Canonical NMDA receptors assemble from two glycine-binding NR1 subunits with two glutamate-binding NR2 subunits to form glutamate-gated excitatory receptors that mediate synaptic transmission and plasticity. The role of glycine-binding NR3 subunits is less clear. Whereas in Xenopus laevis oocytes, two NR3 subunits coassemble with two NR1 subunits to form a glycine-gated receptor, such a receptor has yet to be found in mammalian cells.
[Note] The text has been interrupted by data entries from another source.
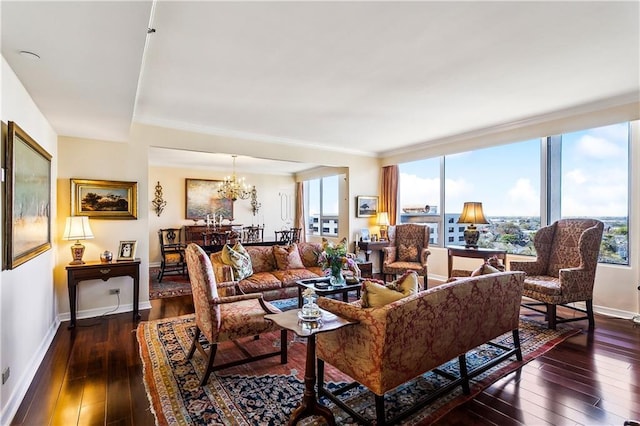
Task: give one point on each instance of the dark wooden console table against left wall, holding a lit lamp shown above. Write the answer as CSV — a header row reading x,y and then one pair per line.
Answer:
x,y
96,270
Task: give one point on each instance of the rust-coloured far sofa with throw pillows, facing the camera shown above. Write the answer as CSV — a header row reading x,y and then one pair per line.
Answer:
x,y
274,269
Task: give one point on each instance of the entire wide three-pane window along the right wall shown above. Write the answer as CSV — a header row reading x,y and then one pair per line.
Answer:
x,y
525,185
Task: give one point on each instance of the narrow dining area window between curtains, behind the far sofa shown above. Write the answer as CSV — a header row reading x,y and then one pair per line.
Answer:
x,y
321,205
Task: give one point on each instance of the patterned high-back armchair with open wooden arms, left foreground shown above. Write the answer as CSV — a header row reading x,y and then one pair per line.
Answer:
x,y
226,318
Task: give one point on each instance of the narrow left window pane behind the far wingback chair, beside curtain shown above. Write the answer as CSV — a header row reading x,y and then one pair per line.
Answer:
x,y
420,195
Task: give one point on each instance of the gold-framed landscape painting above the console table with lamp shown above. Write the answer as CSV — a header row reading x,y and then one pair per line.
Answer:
x,y
104,199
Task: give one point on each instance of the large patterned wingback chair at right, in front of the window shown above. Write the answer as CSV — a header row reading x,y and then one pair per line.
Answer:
x,y
565,268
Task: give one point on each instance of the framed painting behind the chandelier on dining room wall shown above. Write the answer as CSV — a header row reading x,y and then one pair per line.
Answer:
x,y
202,199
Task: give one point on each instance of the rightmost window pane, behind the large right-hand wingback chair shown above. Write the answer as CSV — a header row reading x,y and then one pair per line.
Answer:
x,y
594,182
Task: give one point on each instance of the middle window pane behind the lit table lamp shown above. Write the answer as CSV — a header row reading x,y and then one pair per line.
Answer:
x,y
506,179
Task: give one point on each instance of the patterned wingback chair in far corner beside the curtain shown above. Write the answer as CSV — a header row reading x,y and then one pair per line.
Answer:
x,y
408,250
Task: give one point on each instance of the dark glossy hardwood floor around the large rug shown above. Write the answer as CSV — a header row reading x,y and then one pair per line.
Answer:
x,y
93,376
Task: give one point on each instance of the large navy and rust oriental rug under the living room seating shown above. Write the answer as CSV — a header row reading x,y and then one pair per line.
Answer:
x,y
266,392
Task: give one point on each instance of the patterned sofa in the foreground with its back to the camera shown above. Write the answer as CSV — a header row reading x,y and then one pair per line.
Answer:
x,y
397,342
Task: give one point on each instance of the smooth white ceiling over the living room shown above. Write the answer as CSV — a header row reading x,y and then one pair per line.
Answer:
x,y
360,77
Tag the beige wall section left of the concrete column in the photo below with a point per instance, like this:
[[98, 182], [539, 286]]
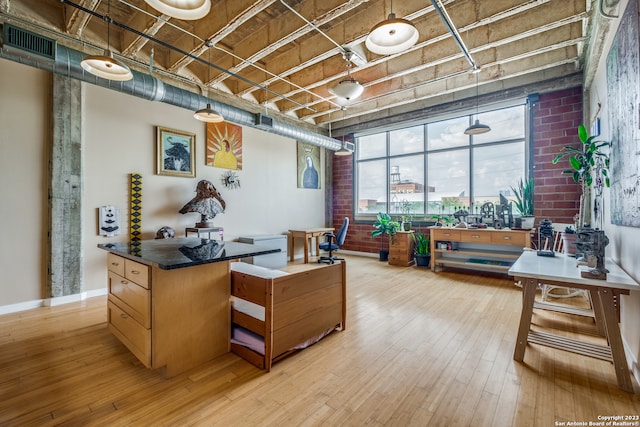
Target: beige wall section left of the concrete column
[[24, 124]]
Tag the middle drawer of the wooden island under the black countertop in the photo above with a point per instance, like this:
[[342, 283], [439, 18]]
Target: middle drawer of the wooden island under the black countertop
[[135, 299]]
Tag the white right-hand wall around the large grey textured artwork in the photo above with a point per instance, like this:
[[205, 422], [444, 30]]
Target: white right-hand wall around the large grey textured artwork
[[624, 246]]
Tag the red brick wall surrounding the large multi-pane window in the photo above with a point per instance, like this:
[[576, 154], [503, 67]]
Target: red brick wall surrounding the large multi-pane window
[[556, 118]]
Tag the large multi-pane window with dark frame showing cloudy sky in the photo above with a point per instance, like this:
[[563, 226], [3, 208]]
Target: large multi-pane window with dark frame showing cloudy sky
[[435, 169]]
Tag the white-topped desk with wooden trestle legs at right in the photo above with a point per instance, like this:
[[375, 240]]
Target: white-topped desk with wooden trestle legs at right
[[561, 270]]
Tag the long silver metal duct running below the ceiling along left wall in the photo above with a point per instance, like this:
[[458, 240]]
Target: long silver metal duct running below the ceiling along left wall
[[67, 63]]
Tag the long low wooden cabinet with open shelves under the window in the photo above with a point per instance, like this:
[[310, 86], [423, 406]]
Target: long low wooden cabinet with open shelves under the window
[[486, 249]]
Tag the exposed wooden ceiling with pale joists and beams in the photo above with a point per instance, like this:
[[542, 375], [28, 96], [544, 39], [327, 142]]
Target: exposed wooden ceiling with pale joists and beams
[[280, 54]]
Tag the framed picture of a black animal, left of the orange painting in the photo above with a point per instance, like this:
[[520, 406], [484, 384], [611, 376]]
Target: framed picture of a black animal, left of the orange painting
[[175, 152]]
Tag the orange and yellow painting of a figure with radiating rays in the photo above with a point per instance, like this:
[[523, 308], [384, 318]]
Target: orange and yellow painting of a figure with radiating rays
[[224, 146]]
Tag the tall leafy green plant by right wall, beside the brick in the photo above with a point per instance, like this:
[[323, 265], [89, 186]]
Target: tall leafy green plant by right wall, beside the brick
[[585, 162]]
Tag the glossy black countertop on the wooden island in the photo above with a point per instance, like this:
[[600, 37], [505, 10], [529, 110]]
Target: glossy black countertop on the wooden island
[[168, 254]]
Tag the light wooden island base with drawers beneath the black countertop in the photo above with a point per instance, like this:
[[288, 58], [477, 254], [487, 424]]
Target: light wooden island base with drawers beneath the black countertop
[[169, 319]]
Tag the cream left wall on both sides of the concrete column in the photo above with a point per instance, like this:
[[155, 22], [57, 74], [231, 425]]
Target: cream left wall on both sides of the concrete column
[[120, 139]]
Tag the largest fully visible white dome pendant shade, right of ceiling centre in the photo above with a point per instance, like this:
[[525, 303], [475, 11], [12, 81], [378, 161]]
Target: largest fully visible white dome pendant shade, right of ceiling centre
[[393, 35]]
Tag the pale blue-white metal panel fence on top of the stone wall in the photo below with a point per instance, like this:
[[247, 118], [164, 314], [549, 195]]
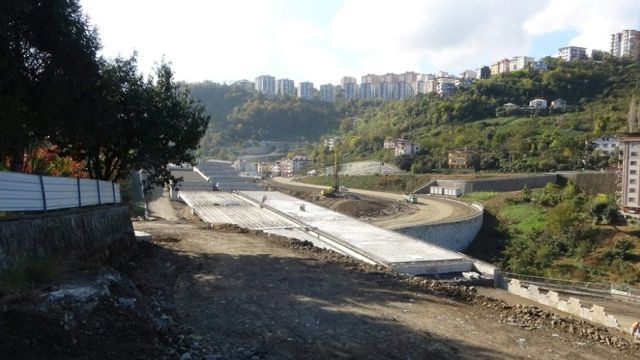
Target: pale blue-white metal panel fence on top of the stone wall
[[27, 192]]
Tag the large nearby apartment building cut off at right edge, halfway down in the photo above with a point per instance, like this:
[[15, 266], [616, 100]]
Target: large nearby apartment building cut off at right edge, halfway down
[[630, 177]]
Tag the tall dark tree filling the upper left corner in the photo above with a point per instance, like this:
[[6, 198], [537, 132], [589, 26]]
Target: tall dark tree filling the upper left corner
[[47, 67]]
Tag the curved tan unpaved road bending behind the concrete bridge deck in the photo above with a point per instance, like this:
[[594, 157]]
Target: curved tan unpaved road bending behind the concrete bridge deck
[[429, 209]]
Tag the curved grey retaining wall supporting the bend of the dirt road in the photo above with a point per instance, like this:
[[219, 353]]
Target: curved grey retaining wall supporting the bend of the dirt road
[[456, 235]]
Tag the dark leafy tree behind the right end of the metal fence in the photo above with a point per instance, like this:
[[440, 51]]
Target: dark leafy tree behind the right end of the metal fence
[[138, 124]]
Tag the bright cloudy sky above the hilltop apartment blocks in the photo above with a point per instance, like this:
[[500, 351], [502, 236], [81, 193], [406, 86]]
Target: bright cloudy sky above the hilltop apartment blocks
[[323, 40]]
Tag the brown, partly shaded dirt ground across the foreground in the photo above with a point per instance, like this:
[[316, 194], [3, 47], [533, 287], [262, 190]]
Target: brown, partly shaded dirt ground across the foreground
[[249, 296]]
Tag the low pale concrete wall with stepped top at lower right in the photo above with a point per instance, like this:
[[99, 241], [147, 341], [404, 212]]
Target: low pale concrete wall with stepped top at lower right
[[572, 306]]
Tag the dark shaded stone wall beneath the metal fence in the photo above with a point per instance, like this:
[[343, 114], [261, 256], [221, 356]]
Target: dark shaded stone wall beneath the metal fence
[[95, 233]]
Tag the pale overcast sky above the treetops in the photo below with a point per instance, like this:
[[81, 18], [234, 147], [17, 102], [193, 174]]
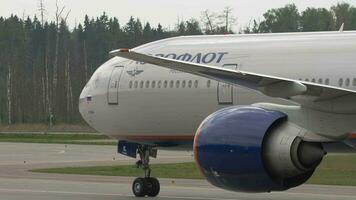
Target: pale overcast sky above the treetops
[[166, 12]]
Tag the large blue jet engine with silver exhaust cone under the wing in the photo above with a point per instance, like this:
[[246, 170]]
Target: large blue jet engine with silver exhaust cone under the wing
[[252, 149]]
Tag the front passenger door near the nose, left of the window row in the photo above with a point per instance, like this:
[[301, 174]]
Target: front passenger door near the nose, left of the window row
[[114, 83]]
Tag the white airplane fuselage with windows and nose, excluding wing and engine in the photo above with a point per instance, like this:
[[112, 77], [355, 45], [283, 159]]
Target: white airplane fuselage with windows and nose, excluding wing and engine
[[137, 101]]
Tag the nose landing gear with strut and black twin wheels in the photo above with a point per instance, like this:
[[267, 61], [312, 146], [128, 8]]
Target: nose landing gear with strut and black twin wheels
[[147, 186]]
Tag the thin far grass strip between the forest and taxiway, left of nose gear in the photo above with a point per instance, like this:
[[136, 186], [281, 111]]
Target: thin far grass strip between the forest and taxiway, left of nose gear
[[90, 139]]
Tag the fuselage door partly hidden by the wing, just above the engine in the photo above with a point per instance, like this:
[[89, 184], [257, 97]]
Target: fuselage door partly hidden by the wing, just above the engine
[[225, 91]]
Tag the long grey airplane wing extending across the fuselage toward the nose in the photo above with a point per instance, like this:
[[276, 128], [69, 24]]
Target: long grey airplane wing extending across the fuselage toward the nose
[[269, 85]]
Meanwhile, NR1, NR2, and NR3 appear to coassemble into triheteromeric receptors in neurons, but it is not clear whether this occurs in oocytes. To test the rules that govern subunit assembly in NMDA receptors, we developed a single-molecule fluorescence colocalization method. The method focuses selectively on the plasma membrane and simultaneously determines the subunit composition of hundreds of individual protein complexes within an optical patch on a live cell. We find that NR1, NR2, and NR3 follow an exclusion rule that yields separate populations of NR1/NR2 and NR1/NR3 receptors on the surface of oocytes. In contrast, coexpression of NR1, NR3A, and NR3B yields triheteromeric receptors with a fixed stoichiometry of two NR1 subunits with one NR3A and one NR3B. At least part of this regulation of subunit stoichiometry appears to be caused by internal retention. Thus, depending on the mixture of subunits, functional receptors on the cell surface may follow either an exclusion rule or a stoichiometric combination rule, providing an important constraint on functional diversity. Cell-to-cell differences in the rules may help sculpt distinct physiological properties.